Accès aux services publics – Le Conseil d’État tire la sonnette d’alarme
Dans son dernier rapport, la plus haute juridiction administrative de France alerte sur l’éloignement des services publics et prône un retour des guichets et de l’accueil téléphonique.
Mettre en place des politiques publiques en faveur de la population, c’est bien. Mais encore faut-il qu’au bout du compte, celles-ci viennent véritablement en aide aux usagers qui en ont besoin. C’est à cette dichotomie entre la volonté politique et l’efficacité réelle des mesures prises que le Conseil d’État vient de consacrer sa dernière étude annuelle. Et l’analyse de la plus haute juridiction administrative de France est très claire.
Sur le constat tout d’abord, le Conseil d’État l’affirme haut et fort : oui, le fossé ne cesse de se creuser entre l’action publique et les usagers. Et si des efforts indéniables sont réalisés, ils ne sont pas suffisamment suivis d’effet. Et pour cause, les ouvertures à la concurrence successives, la décentralisation à outrance ou encore l’accroissement irrémédiable des normes font que les usagers ont de plus en plus de mal à savoir qui fait quoi et rendent les démarches toujours plus compliquées.
La numérisation à marche forcée des services publics en est un des exemples les plus frappants. Pour le Conseil d’État, le fait d’avoir dématérialisé la quasi-totalité des procédures administratives est une bonne chose à la base car elle permet à une large partie de la population d’effectuer plus facilement leurs démarches.
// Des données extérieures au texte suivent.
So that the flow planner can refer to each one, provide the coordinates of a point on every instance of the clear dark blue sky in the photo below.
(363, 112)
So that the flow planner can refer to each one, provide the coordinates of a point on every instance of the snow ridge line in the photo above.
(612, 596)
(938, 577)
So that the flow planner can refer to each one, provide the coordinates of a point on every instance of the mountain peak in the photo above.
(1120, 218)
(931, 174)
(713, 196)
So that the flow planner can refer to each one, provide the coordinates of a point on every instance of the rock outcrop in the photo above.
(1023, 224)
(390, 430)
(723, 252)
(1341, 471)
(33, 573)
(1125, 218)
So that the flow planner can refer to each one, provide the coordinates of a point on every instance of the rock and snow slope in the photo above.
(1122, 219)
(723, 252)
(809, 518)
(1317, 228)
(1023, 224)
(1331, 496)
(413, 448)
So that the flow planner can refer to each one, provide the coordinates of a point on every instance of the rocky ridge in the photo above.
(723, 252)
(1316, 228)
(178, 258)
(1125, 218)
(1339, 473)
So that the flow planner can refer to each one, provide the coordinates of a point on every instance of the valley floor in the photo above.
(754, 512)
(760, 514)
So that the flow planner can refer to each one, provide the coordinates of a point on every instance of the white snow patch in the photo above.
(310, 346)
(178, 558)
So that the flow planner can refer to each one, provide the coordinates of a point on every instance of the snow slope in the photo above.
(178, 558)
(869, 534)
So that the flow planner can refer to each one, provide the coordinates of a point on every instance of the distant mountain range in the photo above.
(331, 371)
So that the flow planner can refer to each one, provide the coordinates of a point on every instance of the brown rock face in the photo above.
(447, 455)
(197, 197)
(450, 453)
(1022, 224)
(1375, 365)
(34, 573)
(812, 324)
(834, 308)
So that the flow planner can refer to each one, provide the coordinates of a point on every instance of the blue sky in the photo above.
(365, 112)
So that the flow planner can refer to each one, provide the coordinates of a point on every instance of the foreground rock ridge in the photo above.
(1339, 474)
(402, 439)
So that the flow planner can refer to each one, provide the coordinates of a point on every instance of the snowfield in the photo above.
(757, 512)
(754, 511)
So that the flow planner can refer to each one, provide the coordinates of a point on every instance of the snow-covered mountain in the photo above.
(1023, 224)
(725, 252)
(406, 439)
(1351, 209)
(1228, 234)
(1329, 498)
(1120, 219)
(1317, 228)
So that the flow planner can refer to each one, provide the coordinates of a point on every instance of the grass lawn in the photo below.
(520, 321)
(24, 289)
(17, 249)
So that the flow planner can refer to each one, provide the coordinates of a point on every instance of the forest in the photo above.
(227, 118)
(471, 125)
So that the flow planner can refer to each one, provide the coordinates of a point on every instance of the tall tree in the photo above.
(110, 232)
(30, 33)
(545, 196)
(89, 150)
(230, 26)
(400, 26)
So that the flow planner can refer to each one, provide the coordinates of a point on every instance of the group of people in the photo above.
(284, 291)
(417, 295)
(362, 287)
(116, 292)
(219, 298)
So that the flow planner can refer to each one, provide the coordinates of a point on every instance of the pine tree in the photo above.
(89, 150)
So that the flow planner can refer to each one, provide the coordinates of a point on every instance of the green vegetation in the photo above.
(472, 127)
Mais l’institution confirme par ailleurs ce que tout le monde sait : ces mesures ont tendance à laisser sur le côté une partie de la population qui ne maîtrise pas les outils informatiques.
Remettre de l’humain au contact des usagers
Sur les manières d’y remédier aussi le Conseil d’État est on ne peut plus clair : « Il apparaît indispensable de sortir du 100 % numérique et de remettre de l’humain au contact des usagers. » Certes, des efforts ont été réalisés, mais ils ne sont pas toujours suivis d’effet : les initiatives faites pour rapprocher les services publics de la population ont tendance à être disparates et inégales, les plaquettes, sites Internet et autres simulateurs de droits sont intéressants, à condition que les administrés y aient accès et les utilisent à bon escient. Quant aux guichets et aux permanences téléphoniques que la plupart des administrations proposent, ils sont loin d’être efficaces. En 2021, par exemple, seuls 43 % des services publics mesuraient leur taux de décroché (c’est-à-dire la proportion entre les appels reçus et les appels traités) et parmi eux, seuls 16 % atteignaient l’objectif fixé de 85 % ! Enfin, si le Conseil d’État reconnaît que les maisons France services sont un vrai succès, il estime qu’il faudrait les rendre plus efficaces, notamment en impliquant plus les administrations partenaires et en formant mieux les agents d’accueil.
Au-delà de ces initiatives, le Conseil d’État prône surtout une démarche proactive. Il souhaite voir l’administration identifier les bénéficiaires potentiels et à aller vers eux pour les aider, plutôt que d’attendre qu’ils se manifestent. Cette mission pourrait tout à fait être menée si les gains de productivité générés par la numérisation des procédures y étaient systématiquement assignés, ce qui n’est pas le cas actuellement. Bien sûr, la plupart de ces constats sont connus depuis longtemps et les propositions d’amélioration sont loin d’être révolutionnaires mais désormais, la plus haute juridiction administrative du pays le dit aussi.